Union a reach with another reach. If items are in both reach instances, the current instance gets precedence.

Parameters:
  • other (Reach) – Another Reach instance.

  • check (bool) – Whether to check if duplicates are the same vector.

save(path: str, write_header: bool = True) None

Save the current vector space in word2vec format.

Parameters:
  • path (str) – The path to save the vector file to.

  • write_header (bool, optional, default True) – Whether to write a word2vec-style header as the first line of the file

save_fast_format(filename: str) None

Save a reach instance in a fast format.

The reach fast format stores the words and vectors of a Reach instance separately in a JSON and numpy format, respectively.

Parameters:

filename (str) – The prefix to add to the saved filename.

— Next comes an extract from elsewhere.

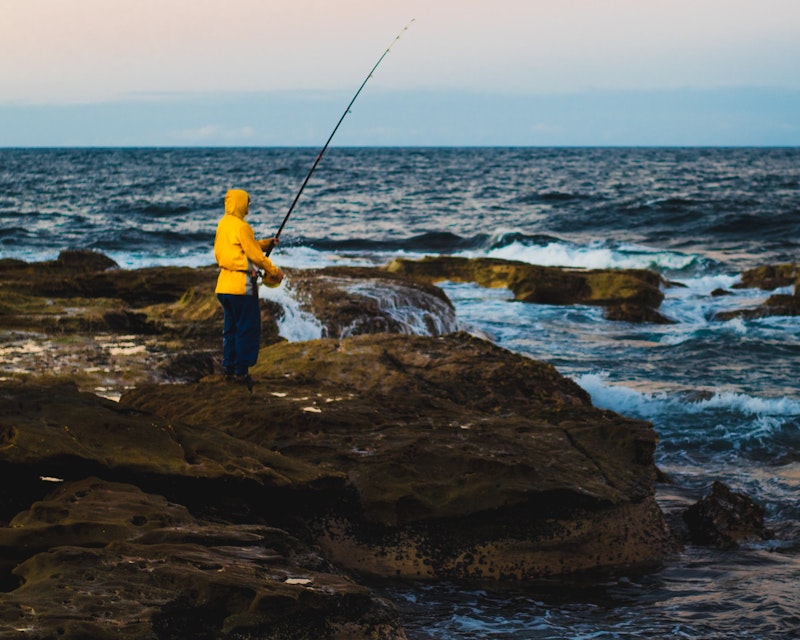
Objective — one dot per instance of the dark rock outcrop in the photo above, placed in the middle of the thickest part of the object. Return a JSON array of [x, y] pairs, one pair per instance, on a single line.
[[632, 294], [350, 301], [106, 560], [768, 278], [201, 510], [463, 459], [724, 518]]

Note that this is not the real filename under which these items are stored. The words and unk_index are stored under “{filename}_words.json”, and the numpy matrix is saved under “{filename}_vectors.npy”.

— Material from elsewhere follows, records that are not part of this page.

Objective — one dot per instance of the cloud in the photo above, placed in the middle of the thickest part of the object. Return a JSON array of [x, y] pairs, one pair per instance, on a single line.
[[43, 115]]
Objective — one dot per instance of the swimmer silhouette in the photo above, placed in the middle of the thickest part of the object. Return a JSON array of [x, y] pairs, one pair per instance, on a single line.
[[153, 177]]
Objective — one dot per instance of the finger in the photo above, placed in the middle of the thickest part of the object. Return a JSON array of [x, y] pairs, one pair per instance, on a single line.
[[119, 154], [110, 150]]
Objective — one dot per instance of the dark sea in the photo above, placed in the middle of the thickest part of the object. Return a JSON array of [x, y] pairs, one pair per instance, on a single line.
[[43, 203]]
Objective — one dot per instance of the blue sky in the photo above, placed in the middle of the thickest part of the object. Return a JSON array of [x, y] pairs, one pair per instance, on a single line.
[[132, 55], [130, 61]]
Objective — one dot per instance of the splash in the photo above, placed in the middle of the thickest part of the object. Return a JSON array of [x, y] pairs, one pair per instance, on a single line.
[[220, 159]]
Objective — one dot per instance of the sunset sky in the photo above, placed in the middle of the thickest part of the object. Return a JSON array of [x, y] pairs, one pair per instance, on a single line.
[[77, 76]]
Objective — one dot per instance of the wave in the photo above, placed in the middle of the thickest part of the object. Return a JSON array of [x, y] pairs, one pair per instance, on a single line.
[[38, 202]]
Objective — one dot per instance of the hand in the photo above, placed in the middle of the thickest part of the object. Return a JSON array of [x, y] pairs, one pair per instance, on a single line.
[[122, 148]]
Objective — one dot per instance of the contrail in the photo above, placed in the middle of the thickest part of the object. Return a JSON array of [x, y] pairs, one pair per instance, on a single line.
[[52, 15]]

classmethod load_fast_format(filename: Union[str, Path], desired_dtype: Union[str, dtype] = 'float32') Reach

Load a reach instance in fast format.

As described above, the fast format stores the words and vectors of the Reach instance separately, and is drastically faster than loading from .txt files.

Parameters:

filename (str) – The filename prefix from which to load. Note that this is not a real filepath as such, but a shared prefix for both files. In order for this to work, both {filename}_words.json and {filename}_vectors.npy should be present.

AutoReach

class reach.AutoReach(vectors: Union[ndarray, List[ndarray]], items: List[Hashable], lowercase: Union[str, bool] = 'auto', name: str = '', unk_index: Optional[int] = None)

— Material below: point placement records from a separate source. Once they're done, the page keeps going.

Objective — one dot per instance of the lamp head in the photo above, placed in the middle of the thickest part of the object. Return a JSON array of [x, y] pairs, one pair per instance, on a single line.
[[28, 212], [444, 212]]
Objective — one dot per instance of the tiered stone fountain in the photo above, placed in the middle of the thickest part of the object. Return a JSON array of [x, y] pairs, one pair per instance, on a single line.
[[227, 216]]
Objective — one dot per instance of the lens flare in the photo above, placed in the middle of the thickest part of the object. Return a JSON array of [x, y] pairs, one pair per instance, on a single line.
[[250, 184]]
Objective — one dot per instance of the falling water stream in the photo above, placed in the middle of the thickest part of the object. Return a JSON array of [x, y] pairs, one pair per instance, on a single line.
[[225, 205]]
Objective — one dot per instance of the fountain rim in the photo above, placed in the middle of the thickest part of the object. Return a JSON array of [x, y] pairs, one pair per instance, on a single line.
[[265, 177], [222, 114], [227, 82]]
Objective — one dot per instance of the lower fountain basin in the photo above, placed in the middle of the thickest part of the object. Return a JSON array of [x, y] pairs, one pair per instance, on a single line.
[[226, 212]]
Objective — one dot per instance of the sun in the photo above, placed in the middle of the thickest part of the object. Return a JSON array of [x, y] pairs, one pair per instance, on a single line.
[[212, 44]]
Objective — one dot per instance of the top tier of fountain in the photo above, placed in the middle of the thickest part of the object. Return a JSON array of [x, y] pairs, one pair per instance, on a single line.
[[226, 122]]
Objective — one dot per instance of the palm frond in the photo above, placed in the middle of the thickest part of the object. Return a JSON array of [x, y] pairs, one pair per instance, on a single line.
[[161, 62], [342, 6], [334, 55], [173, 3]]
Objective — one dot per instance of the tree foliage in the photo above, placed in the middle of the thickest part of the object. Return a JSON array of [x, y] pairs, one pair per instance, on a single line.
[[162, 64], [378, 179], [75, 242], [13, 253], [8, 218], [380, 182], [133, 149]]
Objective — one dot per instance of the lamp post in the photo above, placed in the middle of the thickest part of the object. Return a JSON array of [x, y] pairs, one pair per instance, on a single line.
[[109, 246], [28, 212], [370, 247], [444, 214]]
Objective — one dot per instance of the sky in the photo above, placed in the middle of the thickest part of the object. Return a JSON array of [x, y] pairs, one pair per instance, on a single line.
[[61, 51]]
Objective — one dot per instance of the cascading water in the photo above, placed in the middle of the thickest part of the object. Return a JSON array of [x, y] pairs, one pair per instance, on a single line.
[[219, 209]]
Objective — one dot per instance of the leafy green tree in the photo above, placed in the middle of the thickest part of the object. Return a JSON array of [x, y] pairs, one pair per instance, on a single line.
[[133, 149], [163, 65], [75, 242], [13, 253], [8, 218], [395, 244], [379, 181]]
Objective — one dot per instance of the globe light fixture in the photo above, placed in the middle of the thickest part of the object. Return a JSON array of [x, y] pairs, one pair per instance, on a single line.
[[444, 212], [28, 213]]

A Reach variant that does not require tokenization.

It uses the aho-corasick algorithm to build an automaton, which is then used to find candidates in strings. These candidates are then selected using a “word rule” (see is_valid_token). This rule is now used to languages that delimit words using spaces. If this is not the case, please subclass this and write rules that fit your language of choice.

Parameters:
  • vectors (numpy array) – The vector space.

  • items (list) – A list of items. Length must be equal to the number of vectors, and aligned with the vectors.

  • lowercase (bool or str) – This determines whether the string should be lowercased or not before searching it. If this is set to ‘auto’, the items in the vector space are used to determine whether this attribute should be true or false.

  • name (string, optional, default '') – A string giving the name of the current reach. Only useful if you have multiple spaces and want to keep track of them.

  • unk_index (int or None, optional, default None) – The index of the UNK item. If this is None, any attempts at vectorizing OOV items will throw an error.

unk_index

The integer index of your unknown glyph. This glyph will be inserted into your BoW space whenever an unknown item is encountered.

Type:

int

name

The name of the Reach instance.

Type:

string

property lowercase: bool

Whether to lowercase a string before searching it.

is_valid_token(token: str, tokens: str, end_index: int) bool

Checks whether a token is valid in the current context.

bow(tokens: Iterable[Hashable], remove_oov: bool = True) List[int]

Create a bow representation from a string.

Parameters:
  • tokens (str.) – The string from which to extract in vocabulary tokens

  • remove_oov (bool.) – Not used.

Returns:

bow – A BOW representation of the list of items.